Graphing the Future of Cybersecurity

Guarding Against the Surge

Cybercrime stands out as one of the most pressing challenges confronting enterprises, ranking among the fastest-growing crimes globally. An array of compelling facts and statistics underscores the urgency for organizational leaders to adopt a proactive approach to cybersecurity.

The cyber network encompasses diverse infrastructures, upper-level applications, end-point clients and users, forming a complex, interconnected environment. In the arms race between attackers and defenders, adversaries often bypass existing detection mechanisms by discovering new attack vectors, while defenders are tired of addressing ceaseless vulnerabilities. Therefore, practitioners have to reconsider traditional approaches and focus on devising more resilient strategies for countering both known and unforeseen threats.

If it were measured as a country, cybercrime would be the world’s third-largest economy after the U.S. and China. (Cybersecurity Ventures, 2022)

Many advancements in the realm of cybersecurity have gravitated towards graph technology, drawn by its innate ability to preserve relationships and deliver exceptional performance in terms of both efficiency and scalability. Although achieving 100% security remains challenging, the incorporation of flexible and powerful graph queries, algorithms, and eXplainable AI techniques has markedly bolstered the cybersecurity posture of organizations.

Addressing the Pain Points

Security data, such as logs and records, often arrives in both sizable and unstructured formats. Handling such extensive unstructured data with tabular-oriented tools yields suboptimal results. While it's possible, it comes at cost: integrating new data sources becomes challenging, data structuring and querying grow complex, and query performance suffers.

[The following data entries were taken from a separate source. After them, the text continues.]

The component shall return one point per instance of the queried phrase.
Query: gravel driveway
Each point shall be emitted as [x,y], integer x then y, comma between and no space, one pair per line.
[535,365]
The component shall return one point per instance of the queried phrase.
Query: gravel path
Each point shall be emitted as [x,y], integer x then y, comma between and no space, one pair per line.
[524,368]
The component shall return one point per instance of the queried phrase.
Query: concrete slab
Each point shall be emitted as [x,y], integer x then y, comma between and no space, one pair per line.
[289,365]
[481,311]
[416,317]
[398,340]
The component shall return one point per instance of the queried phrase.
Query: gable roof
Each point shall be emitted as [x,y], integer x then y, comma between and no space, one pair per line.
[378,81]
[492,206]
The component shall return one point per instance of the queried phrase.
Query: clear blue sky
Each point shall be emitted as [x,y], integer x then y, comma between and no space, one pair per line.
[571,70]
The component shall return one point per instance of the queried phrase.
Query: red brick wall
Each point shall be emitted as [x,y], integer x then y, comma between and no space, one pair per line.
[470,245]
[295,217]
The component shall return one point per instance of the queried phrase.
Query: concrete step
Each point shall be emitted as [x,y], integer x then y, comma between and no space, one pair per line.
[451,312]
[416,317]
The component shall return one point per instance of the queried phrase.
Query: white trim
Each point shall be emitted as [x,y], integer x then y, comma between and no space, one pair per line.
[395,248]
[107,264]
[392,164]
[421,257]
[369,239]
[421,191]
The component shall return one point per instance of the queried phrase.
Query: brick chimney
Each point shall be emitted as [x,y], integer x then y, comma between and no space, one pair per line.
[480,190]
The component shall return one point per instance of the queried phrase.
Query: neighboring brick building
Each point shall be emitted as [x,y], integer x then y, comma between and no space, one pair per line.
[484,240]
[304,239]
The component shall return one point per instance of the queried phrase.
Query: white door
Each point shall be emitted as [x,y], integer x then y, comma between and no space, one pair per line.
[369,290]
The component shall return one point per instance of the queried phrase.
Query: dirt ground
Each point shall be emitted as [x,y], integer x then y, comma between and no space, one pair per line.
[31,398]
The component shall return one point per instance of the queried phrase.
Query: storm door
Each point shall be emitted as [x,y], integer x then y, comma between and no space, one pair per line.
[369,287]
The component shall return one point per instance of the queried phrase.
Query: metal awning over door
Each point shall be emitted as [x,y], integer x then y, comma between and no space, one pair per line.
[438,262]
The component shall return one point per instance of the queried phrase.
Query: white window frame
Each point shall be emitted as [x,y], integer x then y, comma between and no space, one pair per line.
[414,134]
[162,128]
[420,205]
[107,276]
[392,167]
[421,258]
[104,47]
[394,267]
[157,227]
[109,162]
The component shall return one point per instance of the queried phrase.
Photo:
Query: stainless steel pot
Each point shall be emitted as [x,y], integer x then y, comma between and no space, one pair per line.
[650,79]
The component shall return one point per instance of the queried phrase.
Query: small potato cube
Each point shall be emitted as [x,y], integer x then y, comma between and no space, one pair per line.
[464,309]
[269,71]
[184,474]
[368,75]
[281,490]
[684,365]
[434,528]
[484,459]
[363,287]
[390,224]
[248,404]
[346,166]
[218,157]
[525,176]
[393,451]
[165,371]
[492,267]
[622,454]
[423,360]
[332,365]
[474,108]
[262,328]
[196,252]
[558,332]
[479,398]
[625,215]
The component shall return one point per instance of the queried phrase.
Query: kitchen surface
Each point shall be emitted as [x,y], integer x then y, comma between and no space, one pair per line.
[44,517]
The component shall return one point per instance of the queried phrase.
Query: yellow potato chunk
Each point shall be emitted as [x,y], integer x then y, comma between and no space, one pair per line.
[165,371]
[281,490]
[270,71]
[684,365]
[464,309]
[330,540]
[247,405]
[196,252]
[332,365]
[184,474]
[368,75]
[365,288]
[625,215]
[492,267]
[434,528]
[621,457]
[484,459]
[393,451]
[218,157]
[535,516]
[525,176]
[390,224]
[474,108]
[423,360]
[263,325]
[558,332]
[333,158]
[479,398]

In a word, the primary hurdle in cybersecurity analysis isn't a dearth of available data but rather the consolidation of diverse information from myriad sources into a cohesive model. This approach enriches the comprehension of the cybersecurity landscape and supports real-time decision-making. Traditional relational databases prove inadequate for this task.

Graph Technology for Cybersecurity

Graph databases like Ultipa streamline the storage, querying, and analysis of unstructured data, even as data volumes quickly expand. In the context of cybersecurity, nodes represent entities like system objects, products, vulnerabilities, devices and users, while edges signify the relationships, interactions or the flows connecting these entities.

We will delve into several concrete scenarios to illustrate the transformative power of graph technology in bolstering cybersecurity measures.

Scenario 1: Cyber-attack Identification on Network Flow

Background

From a security perspective, the vast majority of devices within organizations are connected and communicate over a network. By monitoring network traffic, we can extract network flow records, typically collected by devices like routers. These records capture sequences of packets exchanged between internet hosts within specific time intervals.

In recent times, security analysts have recognized the significant potential of network flow data as a robust foundation for security frameworks. It empowers the detection of suspicious or malicious activities that could indicate a cyber-attack.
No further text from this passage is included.